Wine buyer two thinks to himself - let's play the odds. He goes to Waitrose, selects three bottles of Bordeaux, because that's usually good, and delivers them with a nice note.
Wine buyer three has a different method. He books an appointment at an exclusive wine seller in London, and goes over there to taste a variety of wines from regions that he knows well. He calls and shares some tasting notes with you before returning with a single bottle that he's sure you'll like.
If only life were this simple, but you can see here how each wine buyer handles the balance of risk and reward... and this is exactly what recruiters do.
The problem here is that you've asked three people to do some work, and they only have a one in three chance of getting paid for that work. And that results in potentially different approaches from the wine buyers. Or recruiters.
Take the first wine buyer, for instance. In recruitment terms, this is your classic job ad and database search. If it works, it works. If it doesn't work, they might say to themselves: well we only had a 33% chance of winning and we can focus on opportunities with a 50% chance or higher.
Play the odds.
The second wine buyer - or recruiter - would be the type of recruiter who would seek to understand the role, be a little more targeted, but not put in a huge amount of effort. Again, with a one in three chance of winning a fee, the recruiter isn't as motivated, but is using some market knowledge to gain an advantage.

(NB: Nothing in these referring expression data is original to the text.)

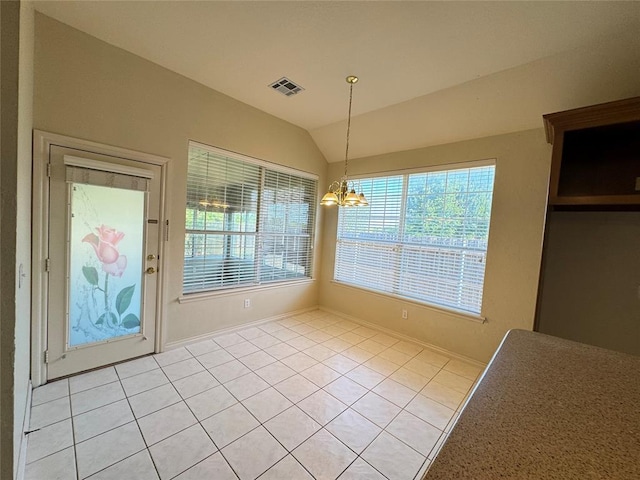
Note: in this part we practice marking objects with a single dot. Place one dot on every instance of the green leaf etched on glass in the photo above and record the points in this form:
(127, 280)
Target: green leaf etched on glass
(107, 316)
(131, 321)
(91, 274)
(123, 300)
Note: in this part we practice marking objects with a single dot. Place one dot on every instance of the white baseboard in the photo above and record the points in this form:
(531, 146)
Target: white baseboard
(236, 328)
(407, 338)
(388, 331)
(22, 457)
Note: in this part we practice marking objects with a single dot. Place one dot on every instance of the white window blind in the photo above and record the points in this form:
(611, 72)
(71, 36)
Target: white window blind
(246, 224)
(424, 236)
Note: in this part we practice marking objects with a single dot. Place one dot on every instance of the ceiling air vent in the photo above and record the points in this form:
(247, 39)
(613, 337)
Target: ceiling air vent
(286, 87)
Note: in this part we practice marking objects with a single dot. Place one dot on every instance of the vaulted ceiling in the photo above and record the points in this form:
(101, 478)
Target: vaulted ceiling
(430, 72)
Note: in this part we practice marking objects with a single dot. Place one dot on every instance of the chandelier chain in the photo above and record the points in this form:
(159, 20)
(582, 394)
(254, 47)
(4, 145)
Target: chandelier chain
(346, 153)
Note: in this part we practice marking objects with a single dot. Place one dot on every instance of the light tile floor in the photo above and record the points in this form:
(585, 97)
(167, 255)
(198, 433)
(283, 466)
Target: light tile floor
(310, 396)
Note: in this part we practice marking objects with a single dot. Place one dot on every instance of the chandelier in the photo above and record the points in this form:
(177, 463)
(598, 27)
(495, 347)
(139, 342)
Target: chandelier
(343, 192)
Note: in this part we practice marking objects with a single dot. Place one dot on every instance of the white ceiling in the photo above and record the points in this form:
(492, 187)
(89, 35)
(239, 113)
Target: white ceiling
(430, 72)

The third scenario is probably not going to happen if you hire multiple recruiters. After all, with a one in three chance of winning the fee, would they really go to all the effort of headhunting, screening candidates (or tasting wine, same thing), sharing some tasting notes and making an educated selection of one?
It's quite possible that you actually want a bottle of Jacob's Creek. You might like that. Maybe that's all you need.
So in that case, why would you engage recruiter number three to go out and find you a 1975 bottle of Chateau Margaux?
And inversely, if you wanted a 1975 Chateau Margaux, you're not going to find that with the first option, and if you do, I want to know the address of that particular corner shop.
You get what you pay for, and you get how you pay for it
Ultimately, recruitment - however you do it - results in the same end product. A successful candidate.
So does methodology matter? The scenario above shows that it does matter, depending on what kind of candidate you want.
If there are many candidates who meet the requirements, then you probably don't need a recruiter at all - and if you do, you just need a recruiter to sift through the many applications and make a shortlist for you. You're looking for time savings as much as anything.
If there are few candidates who meet the requirements, then your methodology does matter. And you do need a recruiter who takes the third methodology seriously.
Which means you can only engage one recruiter, for two reasons.
Reason one, as we've discussed, is that they need to be motivated to do the work. Even a 50/50 chance of earning a fee isn't good business sense, unless you have lots of similar opportunities on the boil, and that means your candidates are going to be put forward to multiple roles.
Reason two is that with a small market, it's dreadful employer branding to have two different recruiters approaching the same people on your behalf. Because that is what will happen.
Everyone has the same technology and the same databases, so everyone can find the candidates if they're any good. So the art is in the approach, and the relationships they own. You simply don't want the candidate market to think that you're unprofessional.
There is also the risk that you might pull the role - so if you're paying on a contingent basis, even if it's exclusive, you're still not top of the list in terms of priority. Those who pay on a retained basis will always get preference, even for lower fees. So how you pay is often more important than how much you pay.
If you're going exclusive...
... the last thing you want is a wine buyer who spends two weeks propped up at the bar drinking every wine under the sun. They may be having a lovely time, but they're not delivering.
Agree on some mutually beneficial - and realistic - timelines. A good recruiter will always know how long it takes to find a particular profile within a particular industry, and the higher up the business you go, the longer that will be.
But exclusivity cannot last forever. So lock in catch-ups, progress reports and candidate presentation deadlines.
Should you ever go multi-recruiter?
Usually, no. You may think that you're getting wider access to the market, but you're not. You're simply going from the top of a recruiter's list of priorities down to the bottom. Remember, recruitment agencies are businesses and they have to make money.
If there's a risk that they'll end up working for free - well, they're right to de-prioritise.
However, it could be worthwhile in the following cases:
- You're trialling new recruitment agencies and you'd like to see who you enjoy working with, regardless of delivery
- You have a huge market of candidates and one recruiter may not be enough to cope with the demand
- You wish to trial different methodologies - maybe a headhunter with a job ad & database type scenario, although again beware slipping down the priority list
The risk, of course, is that the multiple recruiters burn your candidate market, put them forward to multiple roles to increase their chances of winning a fee from a candidate and therefore you see your competitors taking talent you should have had. And it still costs the same.